The dewan then put the lens in Kummakl’s hand and desired him to examine carefully the lines of the letters on the impressed stamp with those of the seal itself and of the mark on the other documents. Kummakl did so, and found that although to the naked eye there was not the slightest difference observable, yet when examined with the magnifying glass the letters did not at all correspond. Kummakl was then desired to examine equally closely the signature, and that, too, on inspection under the glass, exhibited many slight differences which would readily escape the naked eye of even an accurate reader.

There is no need to lengthen out my tale. The document was pronounced a clever forgery, and Mustaffa Khau was acquitted of all complicity in the transaction imputed to him. The Nawab confiscated Dowlut Rao’s jagheers (estates) and he left the territory and took service as a native officer in the—regiment of Irregular Cavalry. But the munshi was in possession of too dangerous a secret for the dewan to allow him to remain at Budgepore, and an accusation was very easily brought against him which procured his dismissal. Mustaffa Khan then sued him in the Nawab’s civil court for the five thousand rupees, which he said was a loan, and of course got a decree, which he executed ruthlessly against the munshi, who had accumulated a good deal of property. It was, however, all seized in execution of the decree and for the expenses of the suit, and he left Budgepore a beggar. He afterwards met Dowlut Rao, and told him the story of the exchanged documents, which Dowlut Rao told his commanding officer, and so the story came round to me.
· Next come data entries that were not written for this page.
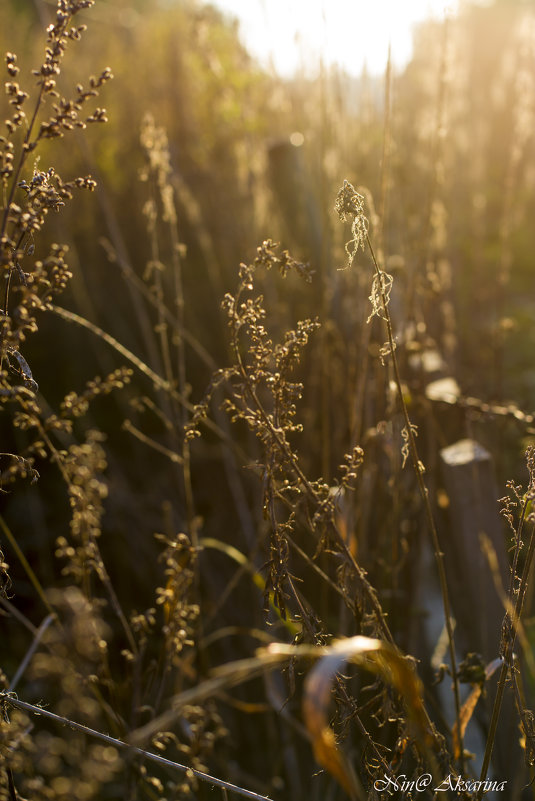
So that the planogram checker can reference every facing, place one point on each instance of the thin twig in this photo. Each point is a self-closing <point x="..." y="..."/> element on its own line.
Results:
<point x="205" y="777"/>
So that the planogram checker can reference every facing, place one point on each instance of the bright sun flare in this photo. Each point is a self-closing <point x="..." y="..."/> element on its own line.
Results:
<point x="289" y="34"/>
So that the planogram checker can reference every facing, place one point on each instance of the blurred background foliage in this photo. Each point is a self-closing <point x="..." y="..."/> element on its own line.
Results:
<point x="256" y="156"/>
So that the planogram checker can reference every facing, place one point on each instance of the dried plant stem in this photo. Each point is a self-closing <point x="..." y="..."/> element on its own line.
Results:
<point x="26" y="565"/>
<point x="424" y="492"/>
<point x="284" y="448"/>
<point x="8" y="699"/>
<point x="512" y="629"/>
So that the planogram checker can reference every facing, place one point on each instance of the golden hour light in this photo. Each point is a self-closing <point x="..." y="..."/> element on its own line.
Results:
<point x="295" y="35"/>
<point x="267" y="400"/>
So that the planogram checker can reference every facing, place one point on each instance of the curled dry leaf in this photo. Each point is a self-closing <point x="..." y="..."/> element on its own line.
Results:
<point x="374" y="655"/>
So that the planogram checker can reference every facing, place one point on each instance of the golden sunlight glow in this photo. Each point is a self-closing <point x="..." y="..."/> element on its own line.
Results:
<point x="295" y="34"/>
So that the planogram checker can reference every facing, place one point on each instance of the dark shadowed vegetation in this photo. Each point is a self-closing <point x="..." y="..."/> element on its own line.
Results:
<point x="267" y="398"/>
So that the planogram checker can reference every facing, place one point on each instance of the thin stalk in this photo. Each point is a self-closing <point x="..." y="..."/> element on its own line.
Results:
<point x="26" y="565"/>
<point x="159" y="760"/>
<point x="508" y="655"/>
<point x="424" y="492"/>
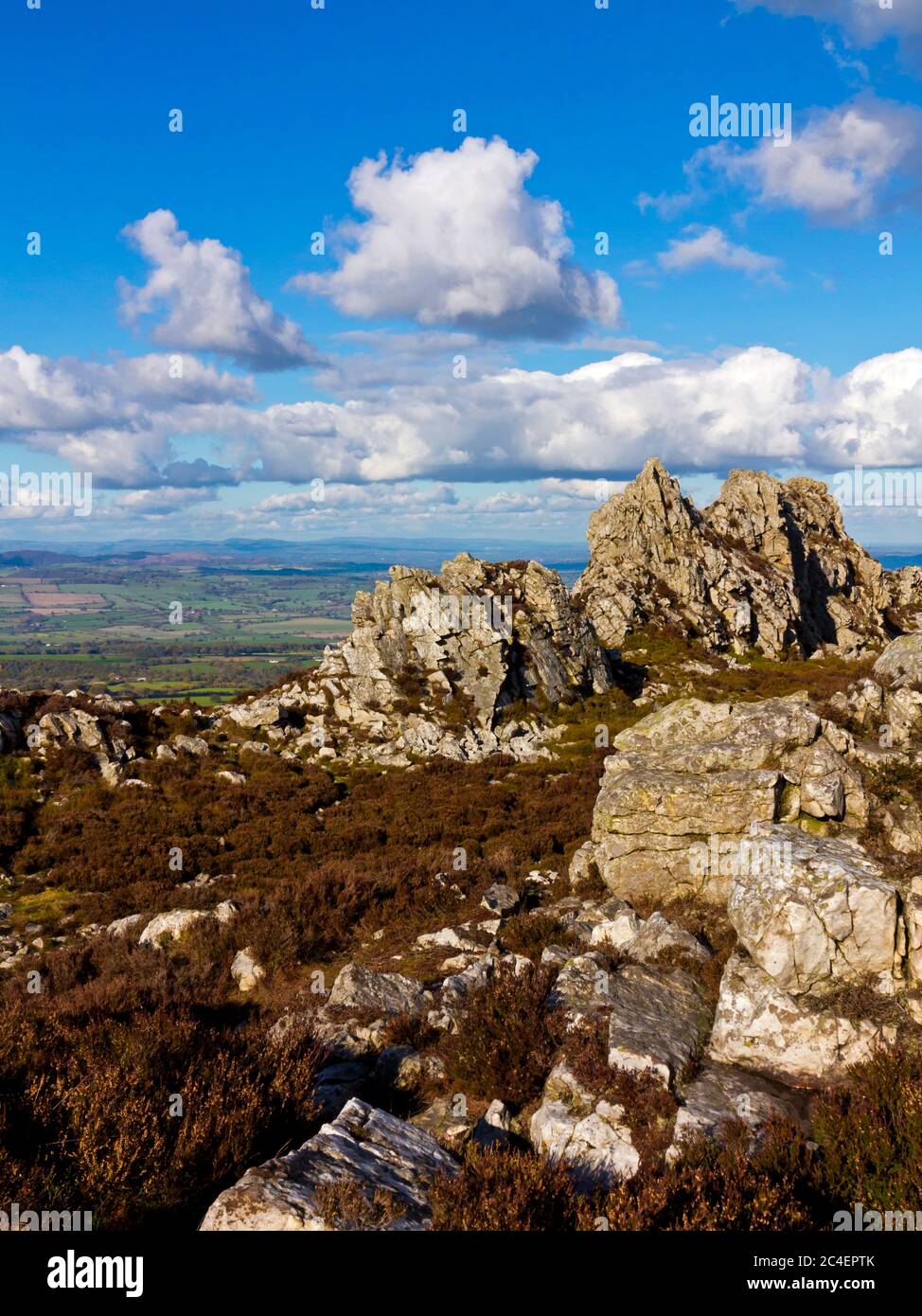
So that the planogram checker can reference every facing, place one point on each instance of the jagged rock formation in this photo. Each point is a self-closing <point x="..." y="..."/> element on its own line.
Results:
<point x="433" y="661"/>
<point x="769" y="566"/>
<point x="688" y="783"/>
The commanding officer interested himself much in the case, and referred it to Government, who, however, “declined to interfere,” and administered a severe reproof to the officer for exceeding the limit of his official duties in meddling with the case at all.



  1. “Bailee,” probably.  

  2. There are two words pronounced by Europeans in the same way. One “am,” meaning “public,” in the sense of, for instance, deewan-i-am, a public hall of audience, and “am,” a mango.  

  3. An officer cannot hold the appointment of Interpreter until he has passed an examination in the Native Languages.  

  4. A process occasionally resorted to by the police, and recommended by its simplicity.  

  5. A crore is a million.  

  6. There is, I am told, still extant an old Order-book at Barrackpore, directing officers to discontinue the practice of having bricks taken down for them to stand upon while inspecting their companies, the same being an unmilitary practice.  

  7. The chemical examiner having represented that a supply of glass jars or bottles was required for the purpose of sealing up and forwarding subjects for examination, in cases of suspected poisoning, the head of the medical department directed that in all such cases old tart fruit bottles were to be used.  

  8. This same thing occurred at another place beside Budgepore; the story was related to me by an officer who had done exactly as I did, and whose suspicions had been aroused by having a valuable horse poisoned close to a bunnea's shop on the road-side. This happened near Amritsur a few years ago. The officer who told me the story is now dead.  

  9. Official instructions have recently been issued by the head of the Medical Department for the employment of empty tart-fruit bottles for these purposes.  

  10. Uncovenanted Service.  

  11. I must explain that a magistrate and collector in charge of a district draws upwards of two thousand rupees a month; a joint, or joint magistrate, the grade below, from seven hundred to a thousand.